In most of the datasets, the majority of the features are correlated. The higher the number of features, the harder it gets to visualize the training set and then work on it. Dimensionality reduction is the process of reducing the number of random variables by obtaining a set of principal variables.

Principal Component Analysis (PCA) is a statistical technique used for dimensionality reduction in machine learning. Reducing the number of input variables for a predictive model is referred to as dimensionality reduction.  PCA can be thought of as an unsupervised learning problem.

There are mainly two different ways to achieve dimensionality reduction:

• Feature Elimination
• Feature Extraction

In feature elimination, we drop all variables except the ones we think will best predict the target variable. The advantage of the feature elimination methods include simplicity and maintaining the interpretability of your variables. But the disadvantage that we lose information from those variables we have dropped.

The Principal Component Analysis(PCA) is a technique of feature extraction. It is a way of reducing the dimensions of a given dataset by extracting new features from the original features present in the dataset. That means it combines the input variables(or features) in a specific way and gives “newfeatures by retaining the most valuable information of all the original features. The “new” variables after PCA are all independent of one another.

Assumptions

PCA is based on the Pearson correlation coefficient framework and inherits similar assumptions.
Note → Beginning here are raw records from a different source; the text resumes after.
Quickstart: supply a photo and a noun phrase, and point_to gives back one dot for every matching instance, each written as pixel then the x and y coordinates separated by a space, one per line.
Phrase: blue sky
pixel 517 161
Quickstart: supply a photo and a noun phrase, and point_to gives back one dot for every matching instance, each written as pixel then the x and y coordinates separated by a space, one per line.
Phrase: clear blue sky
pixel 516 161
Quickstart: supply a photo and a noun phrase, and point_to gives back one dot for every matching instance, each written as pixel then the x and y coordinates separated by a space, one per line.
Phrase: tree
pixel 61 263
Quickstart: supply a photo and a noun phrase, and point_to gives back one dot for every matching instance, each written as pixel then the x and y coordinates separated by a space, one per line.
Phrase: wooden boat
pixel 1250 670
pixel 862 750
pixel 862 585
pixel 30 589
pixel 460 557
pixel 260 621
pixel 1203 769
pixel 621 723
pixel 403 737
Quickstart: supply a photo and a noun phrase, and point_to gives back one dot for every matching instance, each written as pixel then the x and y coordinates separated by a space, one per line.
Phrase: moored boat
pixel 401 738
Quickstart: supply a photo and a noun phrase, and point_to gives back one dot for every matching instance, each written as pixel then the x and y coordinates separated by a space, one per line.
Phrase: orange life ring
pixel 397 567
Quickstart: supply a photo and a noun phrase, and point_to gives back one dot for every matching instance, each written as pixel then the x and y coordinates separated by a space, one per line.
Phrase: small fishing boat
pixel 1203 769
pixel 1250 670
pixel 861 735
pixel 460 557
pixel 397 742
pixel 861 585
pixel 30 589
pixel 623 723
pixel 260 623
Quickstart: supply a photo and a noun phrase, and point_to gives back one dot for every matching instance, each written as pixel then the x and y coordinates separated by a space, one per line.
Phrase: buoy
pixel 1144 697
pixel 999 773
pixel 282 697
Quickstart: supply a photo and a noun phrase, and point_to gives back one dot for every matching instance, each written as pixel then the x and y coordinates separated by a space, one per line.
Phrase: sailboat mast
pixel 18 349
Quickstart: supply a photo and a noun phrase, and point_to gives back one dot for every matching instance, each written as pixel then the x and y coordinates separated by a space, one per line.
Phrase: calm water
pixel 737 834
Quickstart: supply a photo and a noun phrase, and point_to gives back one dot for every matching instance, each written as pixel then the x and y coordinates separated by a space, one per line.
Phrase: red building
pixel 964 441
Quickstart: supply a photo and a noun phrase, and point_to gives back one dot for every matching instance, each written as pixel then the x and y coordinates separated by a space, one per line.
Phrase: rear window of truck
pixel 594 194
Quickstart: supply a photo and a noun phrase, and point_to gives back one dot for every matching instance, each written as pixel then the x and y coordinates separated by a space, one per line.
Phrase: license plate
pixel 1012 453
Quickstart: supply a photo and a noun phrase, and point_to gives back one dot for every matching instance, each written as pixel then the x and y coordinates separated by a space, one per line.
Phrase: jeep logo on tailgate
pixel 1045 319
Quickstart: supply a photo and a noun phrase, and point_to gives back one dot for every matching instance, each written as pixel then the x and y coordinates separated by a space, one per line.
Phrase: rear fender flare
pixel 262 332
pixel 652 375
1. Sample size: Minimum of 150 observations and ideally a 5:1 ratio of observation to features.
2. Correlations: The feature set is correlated, so the reduced feature set effectively represents the original data space.
3. Linearity: All variables exhibit a constant multivariate normal relationship, and principal components are a linear combination of the original features.
4. Outliers: No significant outliers in the data as these can have a disproportionate influence on the results.
5. Large variance implies more structure: high variance axes are treated as principal components, while low variance axes are treated as noise and discarded.

Mathematics behind PCA

The whole process of obtaining principle components from a raw dataset can be simplified into six parts :

• Take the whole dataset consisting of d+1 dimensions and ignore the labels such that our new dataset becomes d dimensional.
• Compute the mean for every dimension of the whole dataset.
• Compute the covariance matrix of the whole dataset.
• Compute eigenvectors and the corresponding eigenvalues.
• Sort the eigenvectors by decreasing eigenvalues and choose k eigenvectors with the largest eigenvalues to form a d × k dimensional matrix W.
• Use this d × k eigenvector matrix to transform the samples onto the new subspace.

[An eigenvector is a vector whose direction remains unchanged when a linear transformation is applied to it.]